Seni her özlediğimde, biraz daha yükseldim bulutlara, her kimsesiz kaldığımda yağmur yağdı sokaklara, her sokağın başında adım varmış gibi ıslandım. Özlemek annemden miras kaldı bana, babamın da hırçınlığı, ikisinin ortasında acemi bir bahardı adım, yepyeniydim. Yaşadığım hikâyelerden çok, duyduklarıma inandım. Uçurtmalar hep bir erkek çocuğunun elindeydi, ne güzel seyrederdim. Belki de aşk ikimizi de kandırdı, yere çakıldığımızda.
Herkesten uzak kalmanın yolunu, kendimi yadırganacak şeyler yapmakta buldum, kendimden başkası sevmiyordu bunu. Hatırlamak istediklerinden çok, unutmak istediklerin varsa, az yaşamış, çok acı çekmişsin demektir. Kime neyi kanıtlıyoruz? Kendimizden başka inananımız yok.
Yarayı biraz koparınca, kısa bir süre için rahatlıyor yara bir zaman koptuğunda, acıdığı için unutuyor o yarasını çünkü varlığı tam orada mevcut, bir sonraki koparma zamanına kadar rahatız. Ne zamanki biraz iyileşmeye başlıyor, o zaman yeniden koparma ihtiyacı sarıyor içini, dişlerin ve parmakların sabırsızlanıyor. İçinde kalbini kemiren bir şeyler var, yaranın varlığı bu ihtiyaç biraz da insanî.
Sanki her şeyin için boşaltılmış, her şey biraz vaktinden önce koparılmış gibi, bir şeyleri birleştirmek için ayırmaya mecburum. Pırlanta ışıklarının altında ısınmaya çalışıyorum, lüks ısıtmıyor, ısınmak için daha asil kollara ihtiyacım var, ama her şeyin için boşaltılmış diyorum, bomboş bakıyorlar.

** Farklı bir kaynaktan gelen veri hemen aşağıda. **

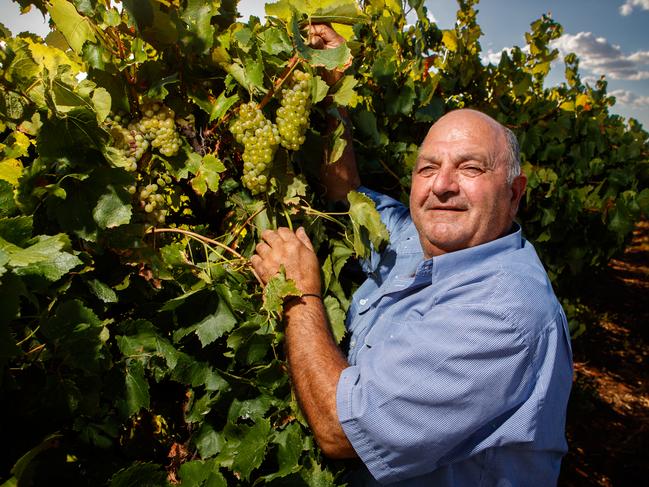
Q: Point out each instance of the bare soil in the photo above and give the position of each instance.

Nasıl da doğruluyorlar söylediklerimi… Uzaklarda hasretine yandığım şehir, bu ip beklemekten, bağlanamamaktan, güneşin altında biraz inceldi, sonra birileri taşla vurdular kafasına, ipince bir şey tutuyor artık bizi, keşke hayatla aramdaki ip de bu kadar iğreti olsaydı, düşer miydim dünyadan?
Dünya dönerken, masumiyet de dönüyor, döndükçe değişiyor ve kenarları yenmiş gibi azalıyor. Masumiyet dünya dönerken, bembeyaz bir elbisenin içinde ellerini iki yana açıp, başını gökyüzüne uzatıp, gözlerini de kapatarak, dönmektir. Ama açtığında gözlerini ayakta duramazsın ve yere düştüğünde elbisen yine kirlenir.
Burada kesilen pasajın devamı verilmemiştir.